Obama himself conceded that tech executives were being deceitful when claiming a shortage of American workers.
“I’m generally skeptical when you hear employers say, ‘oh we just can’t find any Americans to do the job,’” Obama said at an immigration event in Nashville shortly after announcing his executive amnesty. “A lot of times what they really mean is that it’s a lot cheaper to potentially hire somebody who has just come here before they know better…”

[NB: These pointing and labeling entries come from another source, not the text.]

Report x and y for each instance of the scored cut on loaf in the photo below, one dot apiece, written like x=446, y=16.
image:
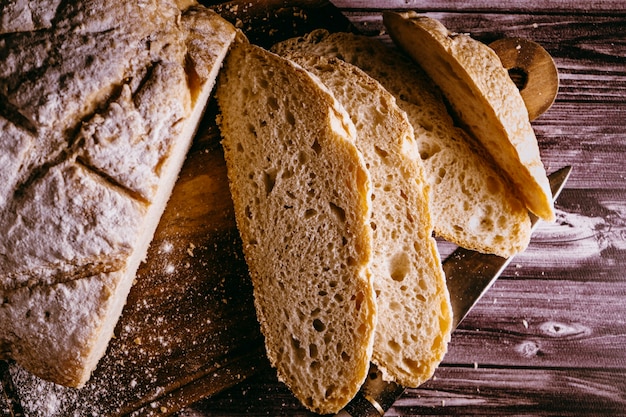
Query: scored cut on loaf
x=472, y=204
x=97, y=112
x=302, y=201
x=483, y=97
x=414, y=312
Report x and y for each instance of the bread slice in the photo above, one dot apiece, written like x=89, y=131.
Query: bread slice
x=96, y=116
x=414, y=312
x=483, y=97
x=471, y=203
x=301, y=194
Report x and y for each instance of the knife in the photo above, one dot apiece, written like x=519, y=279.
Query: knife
x=469, y=275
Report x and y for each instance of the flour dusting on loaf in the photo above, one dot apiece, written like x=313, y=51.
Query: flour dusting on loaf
x=97, y=111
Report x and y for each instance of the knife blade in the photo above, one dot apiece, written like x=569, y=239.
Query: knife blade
x=469, y=275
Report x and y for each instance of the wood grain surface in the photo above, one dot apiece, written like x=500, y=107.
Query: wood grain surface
x=548, y=339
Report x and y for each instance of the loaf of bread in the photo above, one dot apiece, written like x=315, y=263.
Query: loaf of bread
x=414, y=312
x=97, y=111
x=471, y=203
x=483, y=97
x=302, y=198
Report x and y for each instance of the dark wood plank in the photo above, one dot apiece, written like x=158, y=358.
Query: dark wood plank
x=535, y=323
x=470, y=6
x=463, y=391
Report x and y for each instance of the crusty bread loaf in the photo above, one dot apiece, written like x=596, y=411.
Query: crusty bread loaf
x=484, y=99
x=96, y=116
x=414, y=312
x=301, y=194
x=471, y=204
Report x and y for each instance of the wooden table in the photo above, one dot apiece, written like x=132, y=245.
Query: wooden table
x=549, y=338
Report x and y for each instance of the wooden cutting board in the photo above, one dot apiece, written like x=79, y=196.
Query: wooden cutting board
x=189, y=328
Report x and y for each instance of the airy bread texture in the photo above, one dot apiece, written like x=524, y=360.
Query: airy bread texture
x=97, y=112
x=483, y=97
x=302, y=201
x=471, y=203
x=414, y=312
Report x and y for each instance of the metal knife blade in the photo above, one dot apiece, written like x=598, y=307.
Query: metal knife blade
x=469, y=275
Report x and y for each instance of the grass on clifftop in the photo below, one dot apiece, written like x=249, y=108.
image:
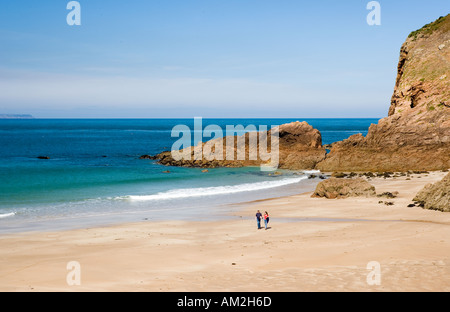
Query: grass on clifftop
x=428, y=29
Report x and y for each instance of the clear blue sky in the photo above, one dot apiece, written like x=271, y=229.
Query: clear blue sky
x=208, y=58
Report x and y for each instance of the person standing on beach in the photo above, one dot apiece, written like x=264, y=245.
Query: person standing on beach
x=266, y=219
x=258, y=219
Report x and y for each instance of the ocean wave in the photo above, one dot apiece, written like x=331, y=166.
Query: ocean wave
x=6, y=215
x=211, y=191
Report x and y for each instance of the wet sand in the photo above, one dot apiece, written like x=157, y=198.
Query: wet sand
x=312, y=245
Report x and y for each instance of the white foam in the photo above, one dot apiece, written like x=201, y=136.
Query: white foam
x=6, y=215
x=217, y=190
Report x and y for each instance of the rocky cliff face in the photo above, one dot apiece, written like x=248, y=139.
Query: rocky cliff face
x=300, y=147
x=416, y=133
x=436, y=196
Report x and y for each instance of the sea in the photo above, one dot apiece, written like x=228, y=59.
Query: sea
x=94, y=175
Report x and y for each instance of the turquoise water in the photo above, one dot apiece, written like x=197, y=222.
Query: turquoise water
x=94, y=174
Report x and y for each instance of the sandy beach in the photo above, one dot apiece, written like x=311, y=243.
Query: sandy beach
x=312, y=245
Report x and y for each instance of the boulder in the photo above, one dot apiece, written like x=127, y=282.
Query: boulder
x=435, y=196
x=342, y=188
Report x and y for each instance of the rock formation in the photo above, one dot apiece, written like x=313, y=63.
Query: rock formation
x=435, y=196
x=342, y=188
x=300, y=147
x=416, y=133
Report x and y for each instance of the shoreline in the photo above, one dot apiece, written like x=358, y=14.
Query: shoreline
x=411, y=245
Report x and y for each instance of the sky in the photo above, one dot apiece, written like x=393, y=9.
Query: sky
x=204, y=58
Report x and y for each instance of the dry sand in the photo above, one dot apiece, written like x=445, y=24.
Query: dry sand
x=298, y=253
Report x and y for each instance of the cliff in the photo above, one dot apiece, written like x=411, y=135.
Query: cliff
x=416, y=133
x=300, y=147
x=435, y=196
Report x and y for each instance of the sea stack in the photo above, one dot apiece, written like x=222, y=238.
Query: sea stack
x=416, y=133
x=300, y=147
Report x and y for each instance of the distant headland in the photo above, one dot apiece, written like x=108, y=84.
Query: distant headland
x=16, y=116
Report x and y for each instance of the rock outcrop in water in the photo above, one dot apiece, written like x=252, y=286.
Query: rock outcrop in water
x=416, y=133
x=435, y=196
x=300, y=147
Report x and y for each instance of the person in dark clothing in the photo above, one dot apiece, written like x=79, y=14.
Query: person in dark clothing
x=258, y=219
x=266, y=219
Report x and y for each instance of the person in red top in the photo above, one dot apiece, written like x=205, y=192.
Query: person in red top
x=266, y=219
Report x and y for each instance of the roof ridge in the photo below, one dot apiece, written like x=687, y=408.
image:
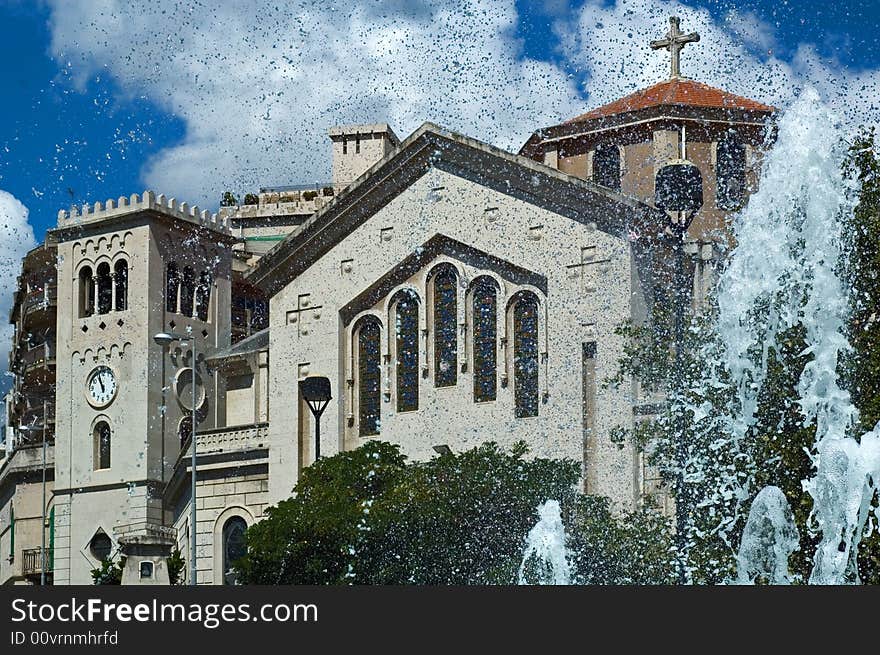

But Obama has championed a comprehensive amnesty bill with guest-worker provisions the tech industry covets. Senate Republicans, led by Sen. Orrin Hatch (R-UT), have co-sponsored a guest-worker bill that would increase the number of high-tech guest-worker visas. They believe a high-tech immigration bill can be a “gateway” to a more comprehensive amnesty bill, but may face some roadblocks after ComputerWorld reported that Southern California Edison laid of hundreds of workers in favor of foreign guest-workers who are not more skilled than the Americans who had to train their replacements.
Republican lawmakers like Sen. Jeff Sessions (R-AL) and Rep. Darrell Issa (R-CA) criticized Southern California Edison’s hiring practices, with Issa calling the report “deeply disturbing.” On the left, Rep. Judy Chu (D-CA) also said the H-1B program must be reformed to “stop these abuses.”
Howard University Public Policy Professor Ron Hira, who found that high-tech companies were abusing the H-1B visa program after reviewing government data obtained through a Freedom of Information Act (FOIA) request, has asked Labor Secretary Tom Perez to investigate whether Southern California Edison was violating immigration and labor laws.
According to the White House, Obama, along with White House Senior Advisor Valerie Jarrett, Jeff Zients, Director of the White House Economic Council, and Megan Smith, the White House’s Chief Technology Officer, met with:
- Ursula Burns, Chairman and CEO, Xerox Corp.; Chair of Tech CEO Council
- Michael Dell, Chairman and CEO, Dell Inc.
- Mark Durcan, CEO and Director, Micron Technology Inc.
- Steve Mollenkopf, CEO, Qualcomm Inc.
- Ginni Rometty, Chairman, President and CEO, IBM Corp.
- Joe Tucci, Chairman and CEO, EMC Corp.
Other topics included trade, cybersecurity, and tax reform.